Mass Flow and Metabolic Pathway of Nonaeration Greywater Treatment in an Oxygenic Microalgal-Bacterial Biofilm.

ABSTRACT

A symbiotic microalgal-bacterial biofilm can enable efficient carbon (C) and nitrogen (N) removal during aeration-free wastewater treatment. However, the contributions of microalgae and bacteria to C and N removal remain unexplored. Here, we developed a baffled oxygenic microalgal-bacterial biofilm reactor (MBBfR) for the nonaerated treatment of greywater. A hydraulic retention time (HRT) of 6 h gave the highest biomass concentration and biofilm thickness as well as the maximum removal of chemical oxygen demand (94.8%), linear alkylbenzenesulfonates (LAS, 99.7%), and total nitrogen (97.4%).
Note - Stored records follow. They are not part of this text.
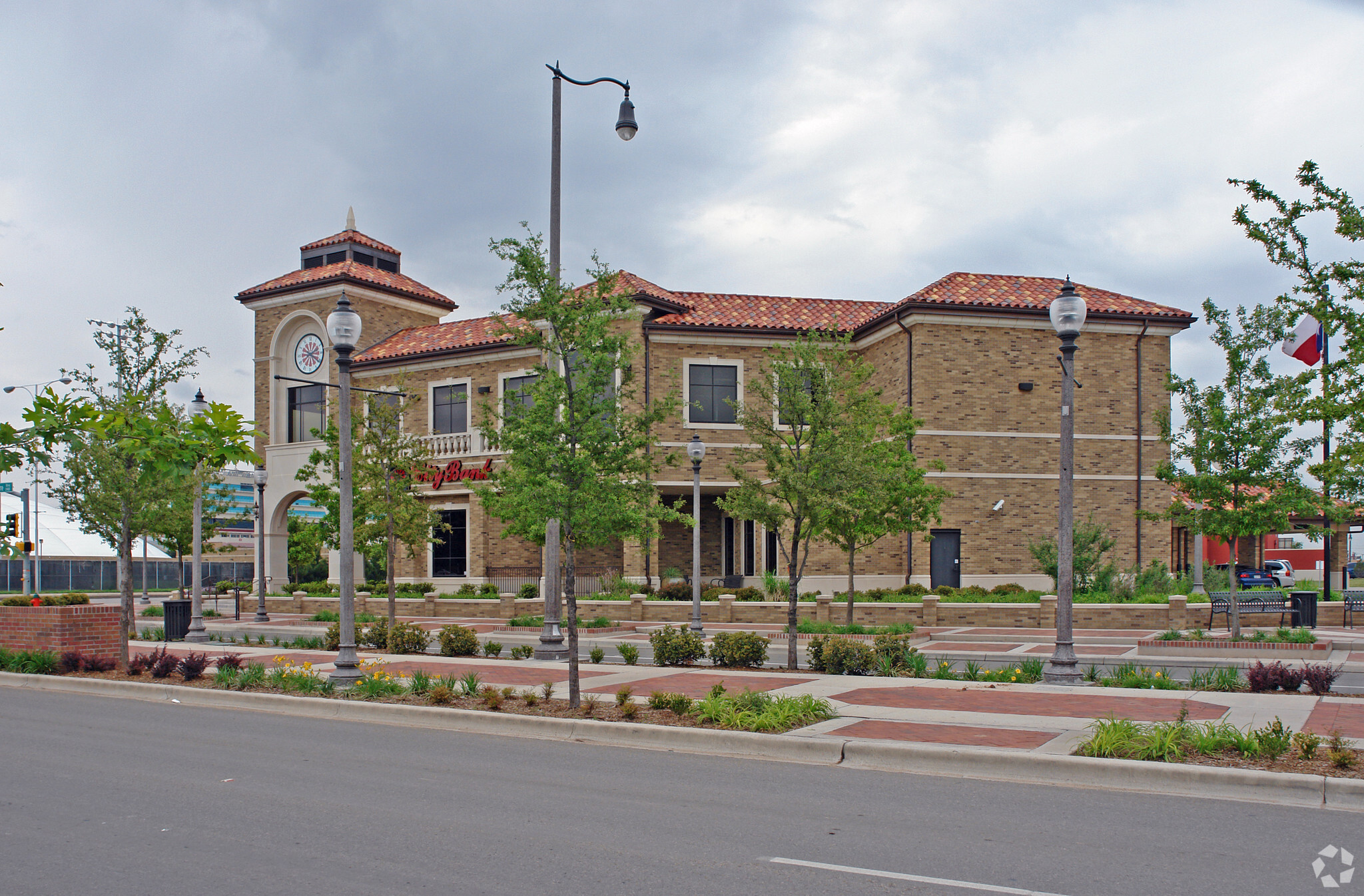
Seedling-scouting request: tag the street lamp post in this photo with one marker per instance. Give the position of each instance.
(196, 632)
(344, 329)
(37, 562)
(1067, 320)
(260, 481)
(551, 637)
(696, 451)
An HRT of 4 h caused a decline in all of the performance metrics due to LAS biotoxicity. Most of C (92.6%) and N (95.7%) removals were ultimately associated with newly synthesized biomass, with only minor fractions transformed into CO2 (2.2%) and N2 (1.7%) on the function of multifarious-related enzymes in the symbiotic biofilm. Specifically, microalgae photosynthesis contributed to the removal of C and N at 75.3 and 79.0%, respectively, which accounted for 17.3% (C) and 16.7% (N) by bacteria assimilation. Oxygen produced by microalgae favored the efficient organics mineralization and CO2 supply by bacteria. The symbiotic biofilm system achieved stable and efficient removal of C and N during greywater treatment, thus providing a novel technology to achieve low-energy-input wastewater treatment, reuse, and resource recovery.